2. Method according to claim 1, wherein, to modify the signal, N sample(s) is (are) removed from the pixel corresponding to each contour detected, N being greater than or equal to 1 and less than the total number of samples of the pixel, the video level of the sample or samples removed being distributed among the other samples of said pixel so as to preserve the luminous energy of said pixel,

and wherein samples are added to at least one of the adjacent pixels belonging to the same line of pixels as the contour pixel, the total number of samples added being equal to N, the overall luminous energy of each of said adjacent pixels being preserved.

3. Method according to claim 2, wherein the N samples are added to a single adjacent pixel and in that said adjacent pixel is the one having the greatest difference in video level with the contour pixel.

4. Method according to claim 1, wherein, to modify the signal, the video level of the first M or last M samples of the pixel corresponding to each contour detected is increased, M being greater than or equal to 1 and less than the total number of samples of the pixel, and the video level of the remaining samples of the pixel is lowered so as to preserve the luminous energy of said pixel.

5. Method according to claim 4, wherein the video level of the M samples is increased by the same quantity.

6. Method according to claim 4, wherein the video level of the first M samples is increased if the difference in video level between the pixel of the contour and the pixel which precedes it on the same line is greater than that between said contour pixel and the pixel which follows it on the same line, and wherein the video level of the last M samples of the pixel is increased otherwise.

7. Method according to claim 1, wherein the detection of contours is effected through a filtering operation followed by a thresholding operation.

8. Method according to claim 7, wherein the filtering corresponds to filtering effected by a filter of the (−1, 2, −1) type.

9. Method according to claim 7, wherein the filtering operation corresponds to Canny Deriche filtering.

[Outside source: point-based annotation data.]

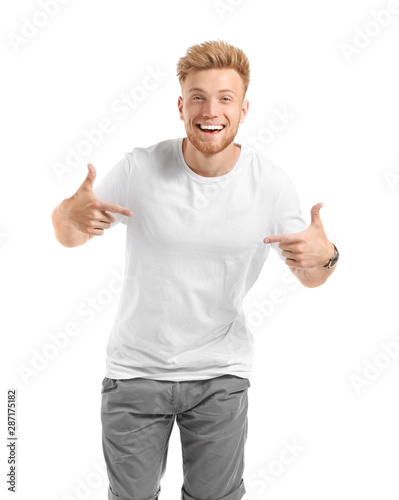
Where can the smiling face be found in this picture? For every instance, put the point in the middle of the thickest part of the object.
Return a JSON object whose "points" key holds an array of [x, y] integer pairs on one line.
{"points": [[212, 108]]}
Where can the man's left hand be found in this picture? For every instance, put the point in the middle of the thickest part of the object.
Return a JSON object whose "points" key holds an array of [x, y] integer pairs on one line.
{"points": [[307, 249]]}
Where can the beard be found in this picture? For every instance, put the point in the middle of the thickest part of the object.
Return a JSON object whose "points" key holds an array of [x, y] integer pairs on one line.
{"points": [[207, 147]]}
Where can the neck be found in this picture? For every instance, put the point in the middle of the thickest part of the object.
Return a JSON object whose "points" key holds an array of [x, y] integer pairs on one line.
{"points": [[212, 165]]}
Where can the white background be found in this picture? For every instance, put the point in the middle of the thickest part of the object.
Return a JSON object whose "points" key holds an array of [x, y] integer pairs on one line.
{"points": [[341, 148]]}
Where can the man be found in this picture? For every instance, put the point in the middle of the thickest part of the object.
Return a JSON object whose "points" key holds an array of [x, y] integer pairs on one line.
{"points": [[201, 214]]}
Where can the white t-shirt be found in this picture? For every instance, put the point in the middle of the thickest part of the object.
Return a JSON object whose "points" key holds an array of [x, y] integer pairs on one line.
{"points": [[194, 247]]}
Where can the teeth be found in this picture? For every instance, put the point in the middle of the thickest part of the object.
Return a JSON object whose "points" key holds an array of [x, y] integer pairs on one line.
{"points": [[211, 127]]}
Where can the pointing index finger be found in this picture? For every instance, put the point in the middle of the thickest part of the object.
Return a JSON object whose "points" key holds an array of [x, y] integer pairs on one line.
{"points": [[117, 209], [281, 238]]}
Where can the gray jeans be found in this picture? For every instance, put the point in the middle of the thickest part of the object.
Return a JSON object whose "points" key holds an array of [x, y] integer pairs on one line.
{"points": [[137, 417]]}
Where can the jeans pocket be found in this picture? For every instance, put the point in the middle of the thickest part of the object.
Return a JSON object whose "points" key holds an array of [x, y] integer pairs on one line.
{"points": [[108, 385]]}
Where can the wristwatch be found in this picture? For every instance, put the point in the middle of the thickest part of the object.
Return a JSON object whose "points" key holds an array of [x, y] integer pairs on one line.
{"points": [[333, 260]]}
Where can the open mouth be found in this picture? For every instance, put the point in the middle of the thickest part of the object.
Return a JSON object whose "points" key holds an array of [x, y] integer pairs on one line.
{"points": [[210, 129]]}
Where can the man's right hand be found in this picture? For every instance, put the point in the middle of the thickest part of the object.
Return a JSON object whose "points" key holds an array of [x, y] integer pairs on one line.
{"points": [[88, 214]]}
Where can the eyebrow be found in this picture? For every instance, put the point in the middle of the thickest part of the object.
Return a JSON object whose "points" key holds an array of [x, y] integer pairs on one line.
{"points": [[196, 89]]}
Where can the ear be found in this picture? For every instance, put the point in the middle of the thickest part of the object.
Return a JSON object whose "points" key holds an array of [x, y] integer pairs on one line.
{"points": [[180, 106], [244, 110]]}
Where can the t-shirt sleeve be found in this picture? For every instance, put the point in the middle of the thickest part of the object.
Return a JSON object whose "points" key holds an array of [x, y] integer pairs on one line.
{"points": [[114, 187], [287, 215]]}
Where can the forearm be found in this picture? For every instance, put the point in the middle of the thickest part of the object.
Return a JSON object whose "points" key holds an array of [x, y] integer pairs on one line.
{"points": [[66, 234], [312, 277]]}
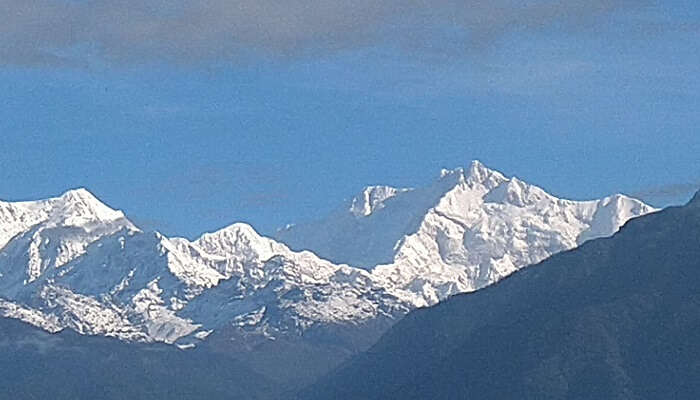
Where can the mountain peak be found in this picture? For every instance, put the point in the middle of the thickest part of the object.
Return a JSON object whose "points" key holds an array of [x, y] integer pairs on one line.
{"points": [[695, 201], [477, 172], [81, 205]]}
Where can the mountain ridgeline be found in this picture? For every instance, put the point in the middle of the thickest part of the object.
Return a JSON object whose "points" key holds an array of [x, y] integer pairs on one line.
{"points": [[616, 318], [293, 307]]}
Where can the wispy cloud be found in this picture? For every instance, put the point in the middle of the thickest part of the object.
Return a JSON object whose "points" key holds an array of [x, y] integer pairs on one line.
{"points": [[669, 192], [55, 32]]}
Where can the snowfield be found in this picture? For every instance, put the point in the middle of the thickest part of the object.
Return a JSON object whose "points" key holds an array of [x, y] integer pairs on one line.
{"points": [[72, 262]]}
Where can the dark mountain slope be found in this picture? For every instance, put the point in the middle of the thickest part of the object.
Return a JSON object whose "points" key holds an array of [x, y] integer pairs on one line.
{"points": [[616, 318], [38, 365]]}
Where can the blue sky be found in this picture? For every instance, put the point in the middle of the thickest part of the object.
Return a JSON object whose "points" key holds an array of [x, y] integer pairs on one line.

10. Device for enhancing the contours of a video image, characterized in that it comprises:

a detector detecting the contours in the image,

a sampler for sampling the signal of the image at a frequency which is a multiple of the pixel frequency;

a computing unit for modifying the sampled signal in such a way as to increase, for each contour detected, the video level of at least one of the samples of the pixel corresponding to said contour, the overall luminous energy of said pixel being preserved, and

a digital/analog converter for converting said modified sampled signal into an analogue signal which is provided to the cathode-ray tube.